- Directed by: Tristán Bauer
- Written by: Omar Quiroga Florencia Kirchner
- Based on: Santiago Maldonado case
- Narrated by: Darío Grandinetti
- Release date: August 1, 2018;
- Running time: 80 minutes
- Country: Argentina
- Language: Spanish

= El camino de Santiago (film) =

El camino de Santiago (The pilgrimage of Santiago) is a 2018 Argentine documentary about the Santiago Maldonado case. It was directed by Tristán Bauer and has a script of Omar Quiroga and Florencia Kirchner (the daughter of former presidents Néstor Kirchner and Cristina Fernández de Kirchner). It was released on August 1, 2018.

==Contents==
The film begins with a contrast between panoramic images of the Patagonia region of South America and images of police repression. The case which is placed in the context of the Mapuche conflict, describes the 19th-century conquest of the desert with historical revisionism and links modern governors to it. Santiago Maldonado is described as a man who was concerned with social issues and made frequent journeys, and details the context of his journey to the Mapuche Pu Lof, where the event took place. The film portrays an interview with Ariel Garzi, who made a 22-second phone call to Madonado's cellphone on August 2, one day after his death. It also interviews Matías Santana, who claimed that he saw the gendarmerie getting Maldonado inside a truck. The documentary is narrated by the actor Darío Grandinetti, and features a new song of León Gieco. There is also an interview with Santiago's mother, Stella Maris Peloso, who does not make many public appearances.
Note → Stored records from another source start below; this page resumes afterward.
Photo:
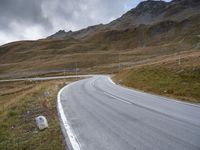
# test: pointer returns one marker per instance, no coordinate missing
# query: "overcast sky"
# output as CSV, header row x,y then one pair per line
x,y
34,19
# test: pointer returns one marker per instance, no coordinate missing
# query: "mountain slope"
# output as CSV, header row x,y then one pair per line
x,y
151,30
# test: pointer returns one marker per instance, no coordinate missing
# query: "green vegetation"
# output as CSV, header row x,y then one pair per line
x,y
182,82
18,111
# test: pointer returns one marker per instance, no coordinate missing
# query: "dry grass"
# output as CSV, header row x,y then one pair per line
x,y
167,77
20,103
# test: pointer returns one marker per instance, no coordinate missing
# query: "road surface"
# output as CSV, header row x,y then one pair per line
x,y
46,78
100,115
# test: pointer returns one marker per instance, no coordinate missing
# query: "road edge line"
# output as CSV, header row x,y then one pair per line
x,y
66,129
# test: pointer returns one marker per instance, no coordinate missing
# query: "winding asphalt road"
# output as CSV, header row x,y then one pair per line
x,y
104,116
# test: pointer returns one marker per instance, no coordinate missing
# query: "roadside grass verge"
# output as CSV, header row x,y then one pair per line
x,y
20,103
182,84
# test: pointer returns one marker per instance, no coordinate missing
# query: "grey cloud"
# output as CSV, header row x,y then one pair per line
x,y
32,19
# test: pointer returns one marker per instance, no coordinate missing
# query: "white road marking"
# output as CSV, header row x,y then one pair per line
x,y
72,138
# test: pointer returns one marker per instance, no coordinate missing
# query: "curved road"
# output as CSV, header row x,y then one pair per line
x,y
104,116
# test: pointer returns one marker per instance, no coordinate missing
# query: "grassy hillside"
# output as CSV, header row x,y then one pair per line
x,y
20,103
167,77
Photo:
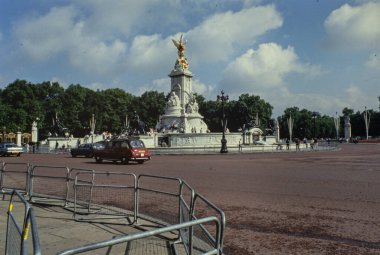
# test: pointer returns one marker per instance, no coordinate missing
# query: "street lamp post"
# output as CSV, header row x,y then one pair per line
x,y
223,99
290,127
337,125
4,134
367,119
314,116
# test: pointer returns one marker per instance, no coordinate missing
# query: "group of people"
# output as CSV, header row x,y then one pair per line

The documentary blames the administration of Mauricio Macri for the death of Maldonado. It does not refer to the refusal of the Mapuche settlement to allow Judge Otranto to investigate the crime scene, where the body of Santiago Maldonado was eventually found.

==Filming==
Bauer told the press that "the film was born when a group of people—many of us very young—set out to tackle the case of Santiago Maldonado; to see who he was, to become familiar with the landscapes and places he visited and put a face to his story". It was made in the time when Maldonado was still a missing person, between his disappearance on August 1 and the recovery of his corpse in the nearby river on October 17.

==Reception==
The documentary was harshly criticized by Security Minister Patricia Bullrich, who was in charge of the case at the time. She said that the documentary was just an example of the so-called Relato K and that Kirchnerism tried to shoehorn it as a case of a forced disappearance to draw comparisons between the presidency of Mauricio Macri and the National Reorganization Process military dictatorship. She pointed out that some people interviewed in the documentary, such as Matias Santana, were tried for perjury.

Diego Batlle, from the newspaper La Nación, pointed out that the documentary included several previously unpublished photographs and footage, but does not provide new noteworthy information to the case. He predicted that the documentary would be as polarizing in the public opinion as the case itself.